Abstracts

Hydrologic and Vegetation Management Influence Oxygen Dynamics and Nitrogen Processing in Experimental Ditches

Author(s): Nifong, R.; Taylor, J.; Yasarer, L.

With increasing consumer demand for sustainable agricultural production and continued concern for coastal economies, excess nitrogen (N) runoff from agricultural areas remains a major challenge to reducing the environmental footprint of high intensity agriculture. To address this challenge, producers need simple and innovative approaches that reduce runoff from agricultural fields while maintaining high productivity. Agricultural ditches act as the primary water-soil interface on farms and are a pivotal, but currently underutilized, location to implement low-cost management practices to increase both on-farm and landscape-scale mitigation of excess N runoff. Previous small scale experiments have demonstrated good potential for rice cutgrass (Leersia oryzoides) to enhance both N uptake and denitrification in ditch sediments.
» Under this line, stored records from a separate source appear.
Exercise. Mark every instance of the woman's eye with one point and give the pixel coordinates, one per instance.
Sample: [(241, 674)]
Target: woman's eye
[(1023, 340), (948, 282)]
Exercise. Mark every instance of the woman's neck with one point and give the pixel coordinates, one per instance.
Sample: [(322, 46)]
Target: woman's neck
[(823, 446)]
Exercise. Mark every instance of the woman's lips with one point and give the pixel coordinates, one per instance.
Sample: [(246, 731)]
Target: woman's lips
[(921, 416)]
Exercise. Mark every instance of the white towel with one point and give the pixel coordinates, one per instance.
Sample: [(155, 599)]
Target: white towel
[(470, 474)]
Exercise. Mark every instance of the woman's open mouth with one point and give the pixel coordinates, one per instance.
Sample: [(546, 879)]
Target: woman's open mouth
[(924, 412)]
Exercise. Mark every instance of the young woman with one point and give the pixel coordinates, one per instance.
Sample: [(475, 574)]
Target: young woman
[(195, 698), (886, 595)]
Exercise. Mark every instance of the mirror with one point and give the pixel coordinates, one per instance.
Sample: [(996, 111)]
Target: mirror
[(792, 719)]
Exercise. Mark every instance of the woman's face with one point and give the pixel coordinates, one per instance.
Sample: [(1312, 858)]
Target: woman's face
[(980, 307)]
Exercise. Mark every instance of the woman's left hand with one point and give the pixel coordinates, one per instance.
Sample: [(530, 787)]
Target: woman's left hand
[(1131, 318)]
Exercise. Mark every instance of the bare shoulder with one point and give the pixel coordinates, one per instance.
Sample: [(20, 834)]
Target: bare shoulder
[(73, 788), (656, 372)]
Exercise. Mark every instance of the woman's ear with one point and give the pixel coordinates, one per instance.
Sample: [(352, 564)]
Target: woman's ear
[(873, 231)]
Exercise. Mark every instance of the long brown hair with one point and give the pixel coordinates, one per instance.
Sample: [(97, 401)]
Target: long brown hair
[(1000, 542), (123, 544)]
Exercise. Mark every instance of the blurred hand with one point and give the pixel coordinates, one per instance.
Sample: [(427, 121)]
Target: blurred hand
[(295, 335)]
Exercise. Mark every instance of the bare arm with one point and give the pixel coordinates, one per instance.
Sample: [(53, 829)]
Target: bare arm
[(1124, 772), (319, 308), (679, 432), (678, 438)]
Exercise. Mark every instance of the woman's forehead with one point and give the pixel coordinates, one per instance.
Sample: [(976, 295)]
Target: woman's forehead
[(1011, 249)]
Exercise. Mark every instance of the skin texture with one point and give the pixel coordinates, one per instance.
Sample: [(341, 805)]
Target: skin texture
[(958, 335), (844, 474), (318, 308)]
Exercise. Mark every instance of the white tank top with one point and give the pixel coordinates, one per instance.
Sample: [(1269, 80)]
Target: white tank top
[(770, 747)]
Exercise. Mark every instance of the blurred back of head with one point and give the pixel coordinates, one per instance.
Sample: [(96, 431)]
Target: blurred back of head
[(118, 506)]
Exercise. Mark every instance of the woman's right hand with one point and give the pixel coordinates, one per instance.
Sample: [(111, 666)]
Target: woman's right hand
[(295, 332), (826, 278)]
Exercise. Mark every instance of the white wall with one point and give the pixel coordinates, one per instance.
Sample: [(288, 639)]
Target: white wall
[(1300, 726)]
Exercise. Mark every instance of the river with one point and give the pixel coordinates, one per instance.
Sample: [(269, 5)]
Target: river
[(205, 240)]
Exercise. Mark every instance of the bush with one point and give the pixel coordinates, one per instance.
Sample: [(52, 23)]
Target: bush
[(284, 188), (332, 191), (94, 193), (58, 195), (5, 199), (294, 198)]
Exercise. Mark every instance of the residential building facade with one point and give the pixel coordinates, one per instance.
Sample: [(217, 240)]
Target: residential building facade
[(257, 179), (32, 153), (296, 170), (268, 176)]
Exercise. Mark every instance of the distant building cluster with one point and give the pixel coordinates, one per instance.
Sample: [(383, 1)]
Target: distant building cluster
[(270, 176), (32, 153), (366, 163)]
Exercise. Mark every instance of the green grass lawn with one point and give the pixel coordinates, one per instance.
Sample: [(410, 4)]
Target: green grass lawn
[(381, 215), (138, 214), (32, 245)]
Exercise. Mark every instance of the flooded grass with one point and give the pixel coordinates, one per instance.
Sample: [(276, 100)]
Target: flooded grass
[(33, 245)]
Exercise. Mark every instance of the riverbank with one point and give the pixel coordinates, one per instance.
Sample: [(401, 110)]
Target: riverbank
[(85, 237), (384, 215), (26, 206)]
However, it is unclear how small-scale mesocosm studies and core based methods translate to larger scale observations that incorporate diel patterns in light and temperature, both of which can influence primary production, O2 dynamics, and related N processing. To inform how ditch management may influence N dynamics at larger spatial and temporal scales, we examined how hydrologic and vegetation management practices interact to influence diel nitrogen and oxygen dynamics by experimentally manipulating hydrologic residence time and the presence of rice cutgrass (L. oryzoides) in six experimental ditches. We measured plant nutrient uptake, denitrification fluxes, and metabolism using in situ dissolved solute and gas sampling techniques over three 24 hour diel experimental runs. Results indicate that ditches with vegetation promote N retention and have more pronounced oxygen dynamics which can alter expected N removal pathways. We will discuss the complexities in outcomes of these management practices within the context of whole system measurements that incorporate diel cycles.